Firasat buruk Zhulong Shuang semakin menguat. Dilihat dari ekspresi Wang Teng, gulungan ini tampaknya luar biasa.
“Bagaimana?” kata Tong En sambil tersenyum tipis, diam-diam merasa senang. Kau ingin pamer, dan sekarang kau terkejut, bukan?
“Ini adalah buku panduan alkimia milik seorang santo setengah alkimia!” kata Wang Teng dengan suara rendah.
“Apa!” Ekspresi Zhulong Shuang sedikit berubah. Dia menatap Tong En dengan heran.
Buku panduan alkimia milik seorang santo semi-alkimia!
Kemurahan hati Tong Ya sungguh luar biasa, dan kebetulan sejalan dengan keinginan Wang Teng. Saat itu, semua orang tahu bahwa dia adalah seorang ahli alkimia tingkat tinggi.
Yang lebih penting lagi, barang-barang seperti itu langka dan sulit didapatkan. Biasanya, sangat sedikit santo alkimia yang akan mewariskan buku panduan alkimia santo semi-alkimia mereka. Lagipula, itu adalah harta paling penting mereka. Bagaimana mungkin mereka dengan mudah menunjukkannya kepada orang lain? Bahkan murid-murid mereka pun mungkin tidak bisa mendapatkannya.
Bagi Wang Teng, barang ini sangat penting.
Hal itu bisa menyelamatkannya dari banyak jalan memutar dan mungkin memungkinkannya untuk menjadi seorang santo alkimia sejati bertahun-tahun kemudian.
Dia harus mengakui bahwa Batu Naga Matahari yang telah dia kirimkan jauh kurang berharga dibandingkan dengan buku panduan alkimia milik orang suci setengah alkimia ini.

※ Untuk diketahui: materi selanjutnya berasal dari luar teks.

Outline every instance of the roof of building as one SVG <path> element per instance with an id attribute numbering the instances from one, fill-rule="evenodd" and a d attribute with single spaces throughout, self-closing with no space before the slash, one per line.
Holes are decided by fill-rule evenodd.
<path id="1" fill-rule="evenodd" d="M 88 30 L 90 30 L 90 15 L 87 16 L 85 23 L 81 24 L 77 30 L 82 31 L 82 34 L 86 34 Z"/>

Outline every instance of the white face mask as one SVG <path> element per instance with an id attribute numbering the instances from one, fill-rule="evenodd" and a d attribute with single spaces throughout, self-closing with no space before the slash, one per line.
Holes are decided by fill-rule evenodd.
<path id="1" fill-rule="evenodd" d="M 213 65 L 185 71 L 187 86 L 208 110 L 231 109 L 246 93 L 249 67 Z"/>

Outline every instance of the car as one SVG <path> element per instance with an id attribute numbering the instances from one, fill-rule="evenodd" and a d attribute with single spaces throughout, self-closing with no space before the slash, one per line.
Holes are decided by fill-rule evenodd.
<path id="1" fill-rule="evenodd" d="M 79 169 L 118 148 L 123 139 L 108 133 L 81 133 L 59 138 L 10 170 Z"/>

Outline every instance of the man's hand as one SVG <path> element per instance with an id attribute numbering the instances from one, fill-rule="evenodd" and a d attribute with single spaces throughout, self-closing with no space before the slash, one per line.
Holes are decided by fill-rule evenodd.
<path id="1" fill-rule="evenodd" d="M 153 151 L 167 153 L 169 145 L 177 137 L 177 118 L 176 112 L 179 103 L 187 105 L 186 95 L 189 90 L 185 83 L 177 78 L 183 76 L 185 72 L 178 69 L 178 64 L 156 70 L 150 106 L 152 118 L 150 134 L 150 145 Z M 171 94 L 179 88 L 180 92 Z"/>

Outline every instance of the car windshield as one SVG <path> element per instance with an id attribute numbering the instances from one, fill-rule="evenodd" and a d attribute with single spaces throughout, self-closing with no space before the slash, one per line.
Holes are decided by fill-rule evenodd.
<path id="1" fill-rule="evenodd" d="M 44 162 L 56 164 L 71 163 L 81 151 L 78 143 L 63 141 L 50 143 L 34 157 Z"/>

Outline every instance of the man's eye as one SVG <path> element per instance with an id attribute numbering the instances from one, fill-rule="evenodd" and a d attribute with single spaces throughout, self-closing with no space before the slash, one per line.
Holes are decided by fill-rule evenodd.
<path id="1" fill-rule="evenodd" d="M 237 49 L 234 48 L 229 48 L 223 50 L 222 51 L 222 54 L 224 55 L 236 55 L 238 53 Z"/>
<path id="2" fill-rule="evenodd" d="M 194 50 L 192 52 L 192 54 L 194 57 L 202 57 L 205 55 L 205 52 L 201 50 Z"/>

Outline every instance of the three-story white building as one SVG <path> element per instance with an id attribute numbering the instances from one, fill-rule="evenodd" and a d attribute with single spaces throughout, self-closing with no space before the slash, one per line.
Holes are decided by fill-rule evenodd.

“Ya!” Tong En melirik Zhulong Shuang, sedikit lengkungan terbentuk di sudut bibirnya. Dia mengangguk, berkata, “Ini adalah buku panduan alkimia seorang santo setengah alkimia yang secara tidak sengaja diperoleh adikku. Orang tersebut kemudian dengan lancar naik pangkat menjadi santo alkimia. Jadi, bagimu, buku panduan ini memiliki nilai referensi yang signifikan.”
“Sebuah buku panduan milik seorang santo semi-alkimia yang ditinggalkan sebelum ia dipromosikan menjadi santo alkimia.” Kilatan cahaya muncul di mata Wang Teng saat ia mengangguk dan berkata, “Dengan senang hati saya menerima hadiah ini. Sampaikan terima kasih saya kepada saudari Anda. Di masa mendatang, kapan pun Anda perlu memurnikan pil, jangan ragu untuk menemui saya.”
Dia telah membuat komitmen. Hadiah dari pihak lain terlalu besar, dan dia perlu membalasnya dengan sewajarnya.
“Hehe, aku sudah menunggu momen ini,” Tong En terkekeh, “Tapi kita berteman, dan aku juga anggota Perkumpulan Konstelasi. Tidak perlu terlalu formal.”
“Akulah yang terlalu banyak berpikir.” Wang Teng tersenyum. Tong Ya benar-benar perhatian karena memberinya hadiah seperti itu.